Test Upgrade: Build your AI agent test suite from real conversations

Test Upgrade: Build your AI agent test suite from real conversations

Test cases built from synthetic inputs drift from what customers actually do, and writing them one by one is slow. Once written, they can only run against the environment they were built for, so validating across development, staging, and production means duplicating work. When a test fails, a pass/fail result tells you something broke but not where to look. And as test sets grow, they become harder to manage without a way to tag, group, or run individual cases.

The mismatch between your test sets and production reality is where trust in test results erodes.

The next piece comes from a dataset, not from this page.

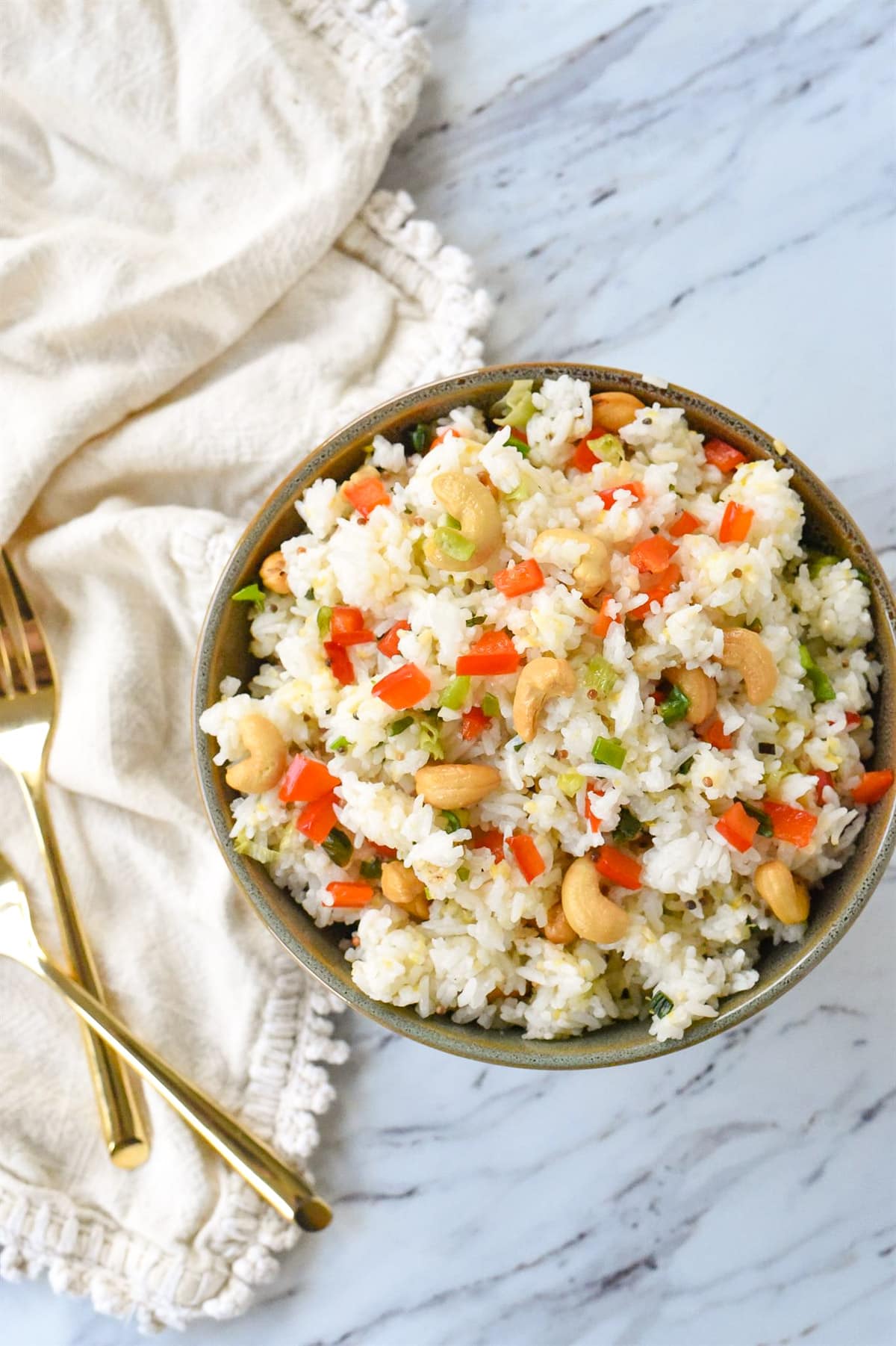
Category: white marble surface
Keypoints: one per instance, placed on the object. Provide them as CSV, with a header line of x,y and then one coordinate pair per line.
x,y
696,190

Test Upgrade closes the gap between the test cases you maintain and the agent behavior you actually care about — with bulk creation from real conversations, cross-environment portability, and failure analysis that gives you a starting point, not just a result.

Test result details

How it works

  • Bulk test case creation from conversations: Select multiple conversations directly from the Conversation list and convert them to test cases in a single action.
  • AI-generated test cases from conversation IDs: When creating a new test case, choose “User conversation” as the source, enter a Conversation ID, and click Generate. The AI analyzes the conversation and pre-fills all test materials, so you're refining a concrete starting point rather than building from scratch.
  • Labels, bulk selection, and single run: Tag test cases with labels for grouping and filtering. Multi-select cases for batch operations. Run any single case with one click directly from the list, without setting up a full test run.
  • Cross-environment test set sharing: A test set now runs against any environment (development, staging, or production) without duplication. Create once, validate everywhere. Scheduled runs and results display which environment was used.
  • Failure analysis for test sets: When a run contains failures, an AI-generated summary explains what went wrong across failed cases, giving you a starting point for debugging without inspecting each result individually.

Important notes

  • Message Match removed: The Message Match test type is no longer available. Existing Message Match test cases will not be accessible. All testing now uses Conversation Check.
  • Re-run to establish baseline: The evaluation logic has been upgraded, We recommend to re-run your test sets after the update to establish a new baseline. Tests that previously passed may surface different results if prior results were unreliable.

Test Upgrade is part of Trust OS, giving teams a test suite that stays grounded in real customer behavior, runs across any environment, and surfaces failures with enough context to act on.